Eén keer per maand maakt hard//hoofd een keuze uit het werk van een talentvolle beeldend kunstenaar die het waard is om te volgen. Deze keer een selectie uit het werk van Kathrin Klingner (1979, Duitsland).
Door Kathrin Klingner
Door Kathrin Klingner
Where are we looking at? "Hands attacking their owners" is from a notebook full of phenomenons concerning the human body. Fingers growing inwards, cutting off an arm that keeps growing back, touching your own brain, teeth turning into cookies; stuff like that. The children with the fish are the very romanticized depiction of the countryside-childhood-adventures I had with my friend Manu. One of our main occupations was catching fish with a plastic bag. I love that drawing a lot. It has the whole beauty, cruelty and seriousness of playing.
Can you tell us more about the way you work? I use photography and drawing and usually have drawing-phases and photo-phases. Normally, I drag an idea around for a long time, become a bit obsessive, don't really know how to put it in an image, become unbearably moody and -when it finally works out- it's the highlight of the week. In the meantime, I have a constant output of images that do not belong to anything. Weird stuff, clueless things, in the worst case stupid and/or boring. All these things go straight into one of my many shoe boxes. Once in a while I empty them and look at the images and sometimes I find a treasure.

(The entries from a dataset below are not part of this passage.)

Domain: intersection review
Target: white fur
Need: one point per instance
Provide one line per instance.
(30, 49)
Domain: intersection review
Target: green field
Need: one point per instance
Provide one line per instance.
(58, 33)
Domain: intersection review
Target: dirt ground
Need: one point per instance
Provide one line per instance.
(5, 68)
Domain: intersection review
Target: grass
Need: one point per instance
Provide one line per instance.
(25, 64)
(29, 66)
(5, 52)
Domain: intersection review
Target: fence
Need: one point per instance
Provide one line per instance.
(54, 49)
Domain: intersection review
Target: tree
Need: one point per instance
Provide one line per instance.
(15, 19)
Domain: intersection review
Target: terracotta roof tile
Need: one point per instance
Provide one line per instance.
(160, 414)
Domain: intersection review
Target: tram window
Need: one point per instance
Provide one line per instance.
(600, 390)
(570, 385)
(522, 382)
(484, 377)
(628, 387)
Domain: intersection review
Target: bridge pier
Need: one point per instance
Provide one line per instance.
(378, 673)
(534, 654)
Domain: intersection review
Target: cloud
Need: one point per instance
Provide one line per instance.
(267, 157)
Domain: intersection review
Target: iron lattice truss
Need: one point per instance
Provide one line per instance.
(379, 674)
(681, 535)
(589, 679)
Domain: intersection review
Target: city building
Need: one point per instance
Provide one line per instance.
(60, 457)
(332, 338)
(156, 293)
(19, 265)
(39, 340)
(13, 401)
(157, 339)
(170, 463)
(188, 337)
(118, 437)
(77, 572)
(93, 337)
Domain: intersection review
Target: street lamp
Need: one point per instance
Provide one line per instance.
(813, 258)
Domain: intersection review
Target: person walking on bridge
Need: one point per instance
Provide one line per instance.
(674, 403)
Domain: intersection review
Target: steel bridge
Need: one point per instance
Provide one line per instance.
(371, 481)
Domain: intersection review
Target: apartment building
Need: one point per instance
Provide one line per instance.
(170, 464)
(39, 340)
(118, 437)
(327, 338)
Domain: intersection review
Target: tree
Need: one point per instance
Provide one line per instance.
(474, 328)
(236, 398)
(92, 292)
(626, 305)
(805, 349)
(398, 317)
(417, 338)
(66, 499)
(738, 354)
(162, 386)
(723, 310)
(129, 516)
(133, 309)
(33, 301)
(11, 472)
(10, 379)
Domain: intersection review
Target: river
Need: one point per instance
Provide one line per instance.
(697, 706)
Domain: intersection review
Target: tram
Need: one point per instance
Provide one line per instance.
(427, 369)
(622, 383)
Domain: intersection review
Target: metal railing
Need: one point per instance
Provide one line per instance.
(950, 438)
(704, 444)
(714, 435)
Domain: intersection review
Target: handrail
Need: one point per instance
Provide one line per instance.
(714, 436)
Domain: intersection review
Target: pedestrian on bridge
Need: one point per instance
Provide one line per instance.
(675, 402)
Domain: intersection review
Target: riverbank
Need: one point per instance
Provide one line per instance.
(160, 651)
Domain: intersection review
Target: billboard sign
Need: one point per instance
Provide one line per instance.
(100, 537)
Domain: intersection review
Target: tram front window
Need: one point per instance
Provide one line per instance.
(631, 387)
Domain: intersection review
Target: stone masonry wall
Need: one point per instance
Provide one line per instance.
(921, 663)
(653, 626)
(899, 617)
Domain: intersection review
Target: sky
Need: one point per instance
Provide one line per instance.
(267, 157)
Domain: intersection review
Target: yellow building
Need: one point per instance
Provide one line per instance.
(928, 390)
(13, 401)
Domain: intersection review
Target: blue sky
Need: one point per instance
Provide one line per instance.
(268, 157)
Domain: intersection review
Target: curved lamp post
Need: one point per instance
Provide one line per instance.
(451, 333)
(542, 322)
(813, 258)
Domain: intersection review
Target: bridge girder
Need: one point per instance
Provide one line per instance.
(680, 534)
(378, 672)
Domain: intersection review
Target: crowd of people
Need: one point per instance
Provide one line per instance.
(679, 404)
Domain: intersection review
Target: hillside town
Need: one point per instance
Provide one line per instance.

What fascinates you? I am mostly fascinated by things that are hard to put in an image (and even harder to put into words): imaginary friends, diffuse fears, vague memories and stuff that is funny, dark and a bit painful at the same time.
Whose work do you admire? Oh... Difficult. I like Henry Darger's drawings and the photos of Wolfgang Tilmans and the work of Rebecca Horn. But generally: instead of going to galleries I rather go to the Natural History Museum and look at dinosaur skeletons and sheep-embryos in a jar.